01 October 2008

 

Remembering Why

I made my choice to support Senator Obama in this election a little less than a year ago. The blog post about that choice is here.

Most of my thinking then, ignorning what comes across as just plain silly towards the end, still holds. Two key ideas, I believe, remain important today: Building a winning and governing constituency, and bringing to the conversation even those you disagree with.
[A]t least he is building a constituency. The very nature of his candidacy is of being for something, and should he win the Presidency, he will have built a pool of good will and political capital on which to draw....
It was probably inevitable that the perception on building something more than a 50.1% majority would fall to the wayside after the major parties picked their nominees: the inability to influence the media to a sufficient extent to what is something other than either Bush/Clinton squeak-by or McCain man-bites-dog, but also because of having to put together enough electoral votes to win and not having infinite resources to pursue a true fifty-state strategy. But the appeal to our better but not clueless natures is a component of Senator Obama's approach. It's not naivete to argue we actually can do better, both at home and abroad.
Obama brings the quality of actually listening to others, of encouraging the participation of those you thoughtfully disagree with (see Donnie McClurkin), of listening to those you thoughtfully disagree with.
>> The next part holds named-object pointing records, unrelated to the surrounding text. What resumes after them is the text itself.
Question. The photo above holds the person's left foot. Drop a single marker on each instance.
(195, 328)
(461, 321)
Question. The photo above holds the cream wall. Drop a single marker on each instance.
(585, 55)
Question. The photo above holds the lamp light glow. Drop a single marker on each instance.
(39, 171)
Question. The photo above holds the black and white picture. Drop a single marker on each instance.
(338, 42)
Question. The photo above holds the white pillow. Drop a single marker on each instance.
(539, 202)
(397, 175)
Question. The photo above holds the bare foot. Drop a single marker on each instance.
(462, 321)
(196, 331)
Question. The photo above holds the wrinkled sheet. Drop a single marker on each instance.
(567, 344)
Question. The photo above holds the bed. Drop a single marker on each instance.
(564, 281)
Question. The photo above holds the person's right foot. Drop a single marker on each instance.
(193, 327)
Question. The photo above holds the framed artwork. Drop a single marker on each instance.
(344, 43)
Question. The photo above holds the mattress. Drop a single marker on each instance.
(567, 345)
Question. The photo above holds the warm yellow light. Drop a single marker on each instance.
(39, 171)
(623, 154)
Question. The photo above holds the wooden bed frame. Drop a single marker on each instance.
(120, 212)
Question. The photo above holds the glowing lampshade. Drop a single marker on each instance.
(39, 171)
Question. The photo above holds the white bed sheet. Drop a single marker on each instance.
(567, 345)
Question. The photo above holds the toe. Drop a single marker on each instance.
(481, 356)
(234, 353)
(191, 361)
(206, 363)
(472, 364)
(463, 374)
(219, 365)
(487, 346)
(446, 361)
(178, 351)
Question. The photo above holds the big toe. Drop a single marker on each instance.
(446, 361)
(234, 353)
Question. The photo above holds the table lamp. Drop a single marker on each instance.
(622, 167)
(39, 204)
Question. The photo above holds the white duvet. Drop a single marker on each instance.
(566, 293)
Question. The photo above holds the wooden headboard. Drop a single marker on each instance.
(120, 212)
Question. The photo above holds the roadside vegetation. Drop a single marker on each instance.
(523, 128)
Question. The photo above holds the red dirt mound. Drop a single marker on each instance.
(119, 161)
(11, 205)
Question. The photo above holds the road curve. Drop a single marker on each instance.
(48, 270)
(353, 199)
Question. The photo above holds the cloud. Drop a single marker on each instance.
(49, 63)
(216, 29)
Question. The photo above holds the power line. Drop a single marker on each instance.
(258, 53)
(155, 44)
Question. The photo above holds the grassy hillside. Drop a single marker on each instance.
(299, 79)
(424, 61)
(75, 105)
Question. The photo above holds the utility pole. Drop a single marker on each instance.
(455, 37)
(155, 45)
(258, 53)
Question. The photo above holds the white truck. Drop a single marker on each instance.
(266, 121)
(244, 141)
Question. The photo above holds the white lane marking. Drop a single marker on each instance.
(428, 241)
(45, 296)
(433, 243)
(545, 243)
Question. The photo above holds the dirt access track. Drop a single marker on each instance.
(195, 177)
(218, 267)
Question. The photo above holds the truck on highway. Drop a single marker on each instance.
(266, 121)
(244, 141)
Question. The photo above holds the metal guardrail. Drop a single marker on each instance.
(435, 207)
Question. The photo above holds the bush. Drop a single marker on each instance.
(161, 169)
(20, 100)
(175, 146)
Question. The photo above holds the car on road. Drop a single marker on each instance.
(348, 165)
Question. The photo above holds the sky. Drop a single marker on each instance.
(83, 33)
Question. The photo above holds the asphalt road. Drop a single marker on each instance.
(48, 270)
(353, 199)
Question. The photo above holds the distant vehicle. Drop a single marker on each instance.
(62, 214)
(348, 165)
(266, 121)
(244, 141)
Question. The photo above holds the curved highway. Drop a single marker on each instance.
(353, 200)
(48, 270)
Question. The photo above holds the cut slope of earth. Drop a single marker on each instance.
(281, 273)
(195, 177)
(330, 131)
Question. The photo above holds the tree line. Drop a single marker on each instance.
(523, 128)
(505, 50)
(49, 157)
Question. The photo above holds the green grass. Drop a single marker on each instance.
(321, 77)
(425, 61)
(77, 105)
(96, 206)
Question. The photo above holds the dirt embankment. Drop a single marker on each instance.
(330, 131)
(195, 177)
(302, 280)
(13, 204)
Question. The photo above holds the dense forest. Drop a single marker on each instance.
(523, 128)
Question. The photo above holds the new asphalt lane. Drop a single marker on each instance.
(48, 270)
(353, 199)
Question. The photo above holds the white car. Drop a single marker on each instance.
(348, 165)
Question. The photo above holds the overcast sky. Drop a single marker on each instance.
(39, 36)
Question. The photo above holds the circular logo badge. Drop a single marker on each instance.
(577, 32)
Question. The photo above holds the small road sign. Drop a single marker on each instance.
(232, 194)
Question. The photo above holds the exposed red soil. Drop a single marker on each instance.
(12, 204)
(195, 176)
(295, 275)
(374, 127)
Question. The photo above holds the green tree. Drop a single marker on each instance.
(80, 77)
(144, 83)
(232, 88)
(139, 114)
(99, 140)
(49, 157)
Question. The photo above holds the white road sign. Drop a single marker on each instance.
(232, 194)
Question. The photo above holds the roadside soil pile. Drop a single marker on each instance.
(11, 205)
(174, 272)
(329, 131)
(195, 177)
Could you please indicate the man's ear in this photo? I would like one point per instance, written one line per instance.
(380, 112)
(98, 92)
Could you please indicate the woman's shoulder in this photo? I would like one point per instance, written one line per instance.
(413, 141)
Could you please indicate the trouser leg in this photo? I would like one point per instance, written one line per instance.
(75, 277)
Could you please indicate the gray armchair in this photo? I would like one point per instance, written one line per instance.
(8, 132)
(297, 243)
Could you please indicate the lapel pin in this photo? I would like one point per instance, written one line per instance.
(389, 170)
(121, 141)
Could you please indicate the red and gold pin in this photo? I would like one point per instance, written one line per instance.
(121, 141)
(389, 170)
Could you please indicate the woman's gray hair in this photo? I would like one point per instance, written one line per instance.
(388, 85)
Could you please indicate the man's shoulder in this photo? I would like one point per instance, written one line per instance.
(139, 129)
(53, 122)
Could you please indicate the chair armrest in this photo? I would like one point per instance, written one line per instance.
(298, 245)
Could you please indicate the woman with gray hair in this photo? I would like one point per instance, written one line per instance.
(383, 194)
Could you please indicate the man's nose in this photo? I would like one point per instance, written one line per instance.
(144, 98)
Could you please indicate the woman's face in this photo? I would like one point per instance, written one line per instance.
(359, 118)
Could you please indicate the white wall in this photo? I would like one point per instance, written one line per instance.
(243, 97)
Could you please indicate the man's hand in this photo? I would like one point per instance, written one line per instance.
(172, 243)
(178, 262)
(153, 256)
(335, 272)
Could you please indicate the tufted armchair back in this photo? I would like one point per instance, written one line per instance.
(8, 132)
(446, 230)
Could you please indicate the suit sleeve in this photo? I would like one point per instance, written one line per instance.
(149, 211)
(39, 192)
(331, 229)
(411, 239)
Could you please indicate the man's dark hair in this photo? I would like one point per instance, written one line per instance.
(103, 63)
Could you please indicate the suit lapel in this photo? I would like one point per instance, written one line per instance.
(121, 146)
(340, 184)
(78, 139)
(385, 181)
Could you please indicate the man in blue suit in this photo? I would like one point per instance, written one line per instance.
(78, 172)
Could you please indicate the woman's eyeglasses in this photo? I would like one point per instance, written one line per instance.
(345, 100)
I'm sure some of my colleagues on the LGBT-side of the universe will have a difficult time accepting that you have to treat those who don't treat you like a human being like a human being, that you have to listen if you expect to be listened to, but everything in my heart tells me that Obama is right about this.
The other aspect of actually listening to people you disagree with is something that almost seem foreign to the political culture in Washington and in the punditocracy. The claim, bought into by Senator McCain, that having a conversation with foreign leaders we disagree with legitimizes their, admittedly sometimes awful, positions is a bunch of bunk. That the same approach is practiced on the wide-but-small scale to such a degree that all too often we turn those we disagree with into outright enemies in our minds isn't the approach we need to build a better world.
Not just a place at the table, but a table at which all are truly welcome, even those you disagree with.
Early voting is already beginning, otherwise I'd wait until the night before Election Day to make this post. But in the remote event you're still thinking about voting for Senator McCain, please reconsider. I think our collective best interests are served by electing Senator Obama.